In recent years, European governments have provided an estimated 100 million euros in taxpayer funds annually to a very narrow group of Israeli, Palestinian and European political advocacy organizations. When these groups sponsor quasi-academic conferences, newspaper advertising campaigns and public rallies heralding sweeping allegations of Israeli wrongdoing, the public has the right to know that the money was provided by a foreign government.
This transparency is an elementary requirement for the informed debate that is essential to the democratic process. While all external funding for Israeli civil society, across the political spectrum, should be public knowledge, large foreign government transfers are very different in principle from private donations.
All governments have interests and use power to pursue those goals. When officials from Sweden, Switzerland, Denmark, Norway, and another dozen nations use their “soft power” to fund dozens of Israeli groups, such as Breaking the Silence, Yesh Din, and the Public Committee Against Torture in Israeli, whose officials travel the world declaring that Israel is a nation of war criminals, these groups are also promoting the interests of their sponsors.
(In contrast, the U.S. government generally does not fund Israeli political advocacy NGOs, and the few exceptions, such as the ill-advised attempt to use the “Geneva Initiative” organization, ended quickly.)
In election after election, the governments chosen by Israeli voters have differed with European positions.

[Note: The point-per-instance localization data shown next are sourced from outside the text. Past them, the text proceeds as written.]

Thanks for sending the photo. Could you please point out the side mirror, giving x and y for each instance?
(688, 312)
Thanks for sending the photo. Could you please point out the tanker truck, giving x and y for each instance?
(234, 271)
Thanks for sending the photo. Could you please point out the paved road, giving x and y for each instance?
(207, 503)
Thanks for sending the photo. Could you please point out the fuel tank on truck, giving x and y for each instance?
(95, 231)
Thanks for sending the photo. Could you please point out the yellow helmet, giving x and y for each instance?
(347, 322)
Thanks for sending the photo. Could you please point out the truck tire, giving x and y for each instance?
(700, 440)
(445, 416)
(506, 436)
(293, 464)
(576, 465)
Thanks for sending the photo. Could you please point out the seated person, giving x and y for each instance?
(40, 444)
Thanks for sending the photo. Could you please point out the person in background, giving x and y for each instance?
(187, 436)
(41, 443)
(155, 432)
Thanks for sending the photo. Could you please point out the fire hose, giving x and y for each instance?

However, by massively funding opposition NGOs, many of which claim to promote human rights (although they do this selectively), Europe tries to interfere with and manipulate the legitimate outcome of Israeli elections.
In fact, some NGO officials are simply rejected politicians, who, after failing to get Knesset positions, have used foreign funds to exert power they could not obtain otherwise. A heavy shroud of secrecy surrounds the budgets of these Israeli political groups.
In most European nations, the details are more tightly held than military plans, and no parliamentary hearings are held to discuss the legitimacy, wisdom or implications of such funding. The decision making processes are also completely non-transparent, leaving open the possibility that these policies are made in violation of due process of law, as was recently uncovered in the case of Canadian NGO funding.
In theory, Israeli NGOs should be covered by the existing reporting requirements for non-profits, but in practice, many political advocacy groups have found ways to avoid such transparency by registering under different frameworks, or avoiding any Israeli oversight mechanism.
The new legislation, which is based on the U.S. Foreign Agents Registration Act, is designed to prevent these exceptions, and to promote the public’s right to know who and what forces are behind powerful political campaigns that take place outside, and often in direct opposition to, the electoral process.
Had the NGO recipients endorsed this transparency legislation, instead of falsely denouncing it as anti-democratic, the proposed investigations aimed only at one side of the political spectrum (and misdirected at alleged Arab government funding) would not have been introduced.
With the adoption of regulation for reporting of foreign government funds, the door is open to expanding transparency for private foreign funding for Israeli groups across the political spectrum.
The writer is president of NGO Monitor, a Jerusalem-based research institution that tracks NGOs, particularly in the Middle East.